Yesterday marked one year of living with my boyfriend in our *still new to us* home. It’s hard to believe that it’s already been a year. We’ve done so much over the last year to make it our home, and it’s really coming together. There are still many more projects to go, and I will share some recent ones on the blog soon. But until then, here are 10 things I’ve learned after a year of living with my best friend.
1. No matter how much time you spent together before, moving in together is very different and requires getting used to. He learned that I’m really cranky after work. I learned that if I ever thought I was a neat freak, he’s way crazier than I am.
2. Everything you think is the right way to do things/organize things, he will think is the wrong way. One week into moving in, I found the kitchen completely reorganized. In what was “a more logical way.” Some things I changed back, but some things were in fact “more logical.” Oh the beauty of compromise.

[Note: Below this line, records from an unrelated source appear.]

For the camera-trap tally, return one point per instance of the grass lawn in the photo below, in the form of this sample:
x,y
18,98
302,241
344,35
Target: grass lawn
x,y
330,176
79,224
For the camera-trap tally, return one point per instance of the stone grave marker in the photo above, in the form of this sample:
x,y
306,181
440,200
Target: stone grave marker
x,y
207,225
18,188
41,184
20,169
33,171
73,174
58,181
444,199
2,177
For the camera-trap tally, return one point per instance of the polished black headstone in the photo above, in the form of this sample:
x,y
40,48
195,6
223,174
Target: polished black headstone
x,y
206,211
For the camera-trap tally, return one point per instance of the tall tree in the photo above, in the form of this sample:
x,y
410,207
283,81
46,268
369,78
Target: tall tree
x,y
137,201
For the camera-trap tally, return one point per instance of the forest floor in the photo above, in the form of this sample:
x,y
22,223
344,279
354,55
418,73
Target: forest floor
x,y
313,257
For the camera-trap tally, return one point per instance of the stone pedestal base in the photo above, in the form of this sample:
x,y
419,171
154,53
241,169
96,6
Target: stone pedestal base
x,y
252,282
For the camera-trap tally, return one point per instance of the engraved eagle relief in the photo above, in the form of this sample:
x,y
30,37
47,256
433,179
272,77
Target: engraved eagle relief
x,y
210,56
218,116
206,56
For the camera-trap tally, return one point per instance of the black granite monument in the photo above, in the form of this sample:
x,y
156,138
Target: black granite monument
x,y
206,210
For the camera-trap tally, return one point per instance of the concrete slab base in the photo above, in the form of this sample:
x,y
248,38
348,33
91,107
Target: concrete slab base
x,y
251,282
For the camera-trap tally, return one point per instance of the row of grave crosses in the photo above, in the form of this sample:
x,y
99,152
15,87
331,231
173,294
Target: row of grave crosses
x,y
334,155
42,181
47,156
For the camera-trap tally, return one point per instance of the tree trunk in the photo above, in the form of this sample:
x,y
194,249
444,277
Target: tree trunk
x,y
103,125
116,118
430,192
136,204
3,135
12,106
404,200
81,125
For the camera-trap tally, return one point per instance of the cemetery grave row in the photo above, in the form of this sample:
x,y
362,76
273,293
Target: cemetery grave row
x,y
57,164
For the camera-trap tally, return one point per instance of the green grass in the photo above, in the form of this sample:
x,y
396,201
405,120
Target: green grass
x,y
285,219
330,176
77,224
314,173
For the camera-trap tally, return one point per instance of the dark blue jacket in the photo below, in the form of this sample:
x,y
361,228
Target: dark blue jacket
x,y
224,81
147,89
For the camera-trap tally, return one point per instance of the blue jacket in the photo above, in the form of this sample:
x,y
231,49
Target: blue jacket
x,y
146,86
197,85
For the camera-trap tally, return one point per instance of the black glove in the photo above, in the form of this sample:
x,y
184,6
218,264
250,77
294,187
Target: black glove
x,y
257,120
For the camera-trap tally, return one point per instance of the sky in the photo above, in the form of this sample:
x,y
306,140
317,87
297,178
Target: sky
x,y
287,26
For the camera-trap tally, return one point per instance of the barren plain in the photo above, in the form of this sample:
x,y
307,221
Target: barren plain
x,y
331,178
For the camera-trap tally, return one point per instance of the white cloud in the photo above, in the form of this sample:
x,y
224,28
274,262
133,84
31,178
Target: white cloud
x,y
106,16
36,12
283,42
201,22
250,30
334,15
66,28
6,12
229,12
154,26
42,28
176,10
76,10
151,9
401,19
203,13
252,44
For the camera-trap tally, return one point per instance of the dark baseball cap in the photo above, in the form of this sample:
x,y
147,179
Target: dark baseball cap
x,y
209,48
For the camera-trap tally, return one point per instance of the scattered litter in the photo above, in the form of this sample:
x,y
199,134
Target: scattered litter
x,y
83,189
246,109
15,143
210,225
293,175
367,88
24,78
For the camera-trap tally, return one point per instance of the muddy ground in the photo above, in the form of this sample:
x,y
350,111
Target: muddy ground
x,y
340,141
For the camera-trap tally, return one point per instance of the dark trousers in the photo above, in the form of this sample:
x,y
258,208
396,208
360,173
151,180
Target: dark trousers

3. Try not to obsess over the little things. This is a hard one. It drives me nuts that he doesn’t rinse out the sponge after washing the dishes, causing it to stink and mold, but I need to focus on the fact that he did in fact wash the dishes, and probably the oven too. He hates that I take the full trash bag out of the bin, and leave it in the house, instead of taking it outside immediately. It’s cold out, and putting it by the door makes it convenient for the next person leaving to take it out.
4. Arguing about who cleans more replaces your weekly argument about what to do on a Friday night. If you want the debatable “truth,” I do the daily maintenance cleaning, he does the biweekly deep cleaning. Though we both contribute to both as well. That’s a fair trade in my opinion.
5. You’ll never convince him to love all vegetables more than meat. Compromising on meals without cooking two dinners has been the most challenging part of living together. After a year I have learned what meals work, and what meals definitely don’t. I’m still trying to find more that meet both of our needs.
6. Even if you have 3 TVs, it’s important to compromise on TV shows and watch the same TV together. I watch sports now, and he watches the Bachelor. It’s nice to have that time on weeknights to relax, but yet still spend time together without turning into roommates in separate rooms of the house.
7. Talk about finances openly. Discussions about setting priorities, savings goals, splitting costs, and consolidating finances that can help cut costs are necessary. Many couples biggest problems revolve around finances, so figuring out how you and your partner approach money, spending, and saving and discussing it openly is an important step.
8. There’s nothing better than facing day-to-day situations as a team. Whoever happens to work late, always comes home to a hot meal waiting for them.
9. Projects around the house replace going out on weekends. Our Saturdays consist of going to Home Depot or Ikea and buying plants, and planning how we want to upgrade our kitchen. Working on our home has been such a fun, bonding activity for us, and I don’t mind it being the main weekend plan in many cases.
10. Maintain your own hobbies and interests. At first I couldn’t understand why A.K. didn’t want to get a gym membership with me. But now I enjoy the gym as my alone time. And we still find other ways to be active together by jogging or taking walks, without forcing him to love the gym.
What were the biggest things you learned from moving in together?